2 Aralık 1998 hayat hep soruyor bize. İstiyor musun? Sözlü hiç bir cevaptan hoşlanmadan sadece yaptıklarını kabul ederek durmadan soruyor arka arkaya sağır edercesine bağırarak. Evet diyorum her yaptığımla . Tgrt spor servisi müd. yrd. 600 milyon maaş, araba, telefon, hürmet? 22 yaşında bir genç adam olarak bunları bırakıp ben radyo programı yapmak istiyorum oradan da Tv’ye geçeceğim gibi bir planla  ailemin karşısına dikilmemle "resmen" deli ilan ediliyorum ve çıldırdığım kesinleşiyor. Allah akıl fikir versinle hoş görülüyorum ve hayatım başlıyor. Haftada 7 gün radyodayım artık iki gün yayın yapsam da. Tüm zorlukları biliyorum fark ettikçe korkmuyorum anladıkça önlem alıyorum. Herkesi anlıyorum farklı bir şey söylemem gerek diyorum. Planı yapıp .....mikrofonu açıyorum Ceyhun Yılmaz Show başlar.. Juventus Ali Sami Yen’de bir hiç oluyor.

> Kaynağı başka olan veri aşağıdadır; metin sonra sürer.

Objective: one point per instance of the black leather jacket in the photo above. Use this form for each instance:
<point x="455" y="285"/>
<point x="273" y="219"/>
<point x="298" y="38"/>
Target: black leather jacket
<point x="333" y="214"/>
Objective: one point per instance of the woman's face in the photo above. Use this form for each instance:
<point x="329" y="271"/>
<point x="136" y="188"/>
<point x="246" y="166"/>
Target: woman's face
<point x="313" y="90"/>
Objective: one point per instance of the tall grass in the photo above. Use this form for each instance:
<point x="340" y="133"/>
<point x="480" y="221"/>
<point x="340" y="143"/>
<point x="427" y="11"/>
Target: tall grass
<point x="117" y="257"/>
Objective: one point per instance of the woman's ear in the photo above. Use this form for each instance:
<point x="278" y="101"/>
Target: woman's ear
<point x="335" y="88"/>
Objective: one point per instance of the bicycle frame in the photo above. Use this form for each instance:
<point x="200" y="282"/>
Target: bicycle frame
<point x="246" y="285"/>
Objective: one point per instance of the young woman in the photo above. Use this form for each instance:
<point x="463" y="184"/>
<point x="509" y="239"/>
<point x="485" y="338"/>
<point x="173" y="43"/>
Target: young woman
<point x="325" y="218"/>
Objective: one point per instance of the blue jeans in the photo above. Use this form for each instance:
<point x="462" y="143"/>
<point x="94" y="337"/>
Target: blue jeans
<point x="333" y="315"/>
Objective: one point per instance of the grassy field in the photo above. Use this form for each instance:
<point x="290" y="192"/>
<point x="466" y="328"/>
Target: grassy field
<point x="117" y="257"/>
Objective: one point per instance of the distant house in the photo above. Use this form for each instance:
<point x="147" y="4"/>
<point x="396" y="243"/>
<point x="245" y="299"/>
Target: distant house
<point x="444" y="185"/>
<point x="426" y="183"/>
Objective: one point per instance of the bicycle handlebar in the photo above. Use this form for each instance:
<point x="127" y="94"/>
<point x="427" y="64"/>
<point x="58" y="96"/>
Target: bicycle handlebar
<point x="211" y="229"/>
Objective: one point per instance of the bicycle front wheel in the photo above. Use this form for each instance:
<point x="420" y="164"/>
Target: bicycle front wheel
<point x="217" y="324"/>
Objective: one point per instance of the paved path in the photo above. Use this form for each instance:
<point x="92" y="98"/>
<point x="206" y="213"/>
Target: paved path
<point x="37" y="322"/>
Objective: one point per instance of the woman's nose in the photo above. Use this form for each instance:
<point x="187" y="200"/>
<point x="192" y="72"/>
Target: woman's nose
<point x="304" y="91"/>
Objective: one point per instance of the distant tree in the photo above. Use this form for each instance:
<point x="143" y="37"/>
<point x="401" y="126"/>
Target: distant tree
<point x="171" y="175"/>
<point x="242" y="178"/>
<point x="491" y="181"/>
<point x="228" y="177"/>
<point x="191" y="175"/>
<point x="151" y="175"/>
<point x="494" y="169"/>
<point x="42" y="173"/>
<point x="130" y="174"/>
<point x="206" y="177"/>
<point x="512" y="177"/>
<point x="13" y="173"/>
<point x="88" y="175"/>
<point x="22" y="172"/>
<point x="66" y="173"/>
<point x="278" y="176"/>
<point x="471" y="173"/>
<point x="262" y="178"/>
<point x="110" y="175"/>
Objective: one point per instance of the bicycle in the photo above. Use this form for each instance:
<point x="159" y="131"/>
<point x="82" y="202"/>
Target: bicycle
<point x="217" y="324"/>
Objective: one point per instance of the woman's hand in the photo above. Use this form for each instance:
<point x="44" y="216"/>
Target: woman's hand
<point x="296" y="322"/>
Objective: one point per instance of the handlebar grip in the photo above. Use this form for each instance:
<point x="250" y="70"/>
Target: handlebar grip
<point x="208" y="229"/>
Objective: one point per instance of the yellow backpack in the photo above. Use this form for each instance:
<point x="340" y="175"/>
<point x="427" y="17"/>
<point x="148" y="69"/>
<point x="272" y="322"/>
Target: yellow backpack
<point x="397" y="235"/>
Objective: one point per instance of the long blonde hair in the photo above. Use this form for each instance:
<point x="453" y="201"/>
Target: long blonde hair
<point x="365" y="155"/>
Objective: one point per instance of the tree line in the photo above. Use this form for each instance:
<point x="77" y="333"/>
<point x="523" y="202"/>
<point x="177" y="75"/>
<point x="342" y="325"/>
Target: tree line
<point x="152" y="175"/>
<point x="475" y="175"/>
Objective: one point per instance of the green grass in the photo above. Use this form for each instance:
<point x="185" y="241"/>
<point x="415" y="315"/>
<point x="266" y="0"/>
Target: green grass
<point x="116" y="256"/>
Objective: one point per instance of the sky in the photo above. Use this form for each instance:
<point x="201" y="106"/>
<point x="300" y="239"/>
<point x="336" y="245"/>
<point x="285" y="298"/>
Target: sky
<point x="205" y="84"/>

20 Ekim 1999 radyo beni başarılı buluyor ve hafta içi her gün prime-time a alıyor aman Allah’ım tam bir fiyaskoyum perişan gidiyorum asla başarılı olamıyorum iki hafta boyunca toparlanamıyorum, bana güvenenler bile acaba mı diye bakıyorlar bana öyle garip bir psikolojiye giriyorum ki artık her radyoya gidişimde yine yapamazsam diye panik oluyorum. Galatasaray ömrümde ilk kez 5 yiyor Ali Sami Yen stadında .. Yıkılıyorum.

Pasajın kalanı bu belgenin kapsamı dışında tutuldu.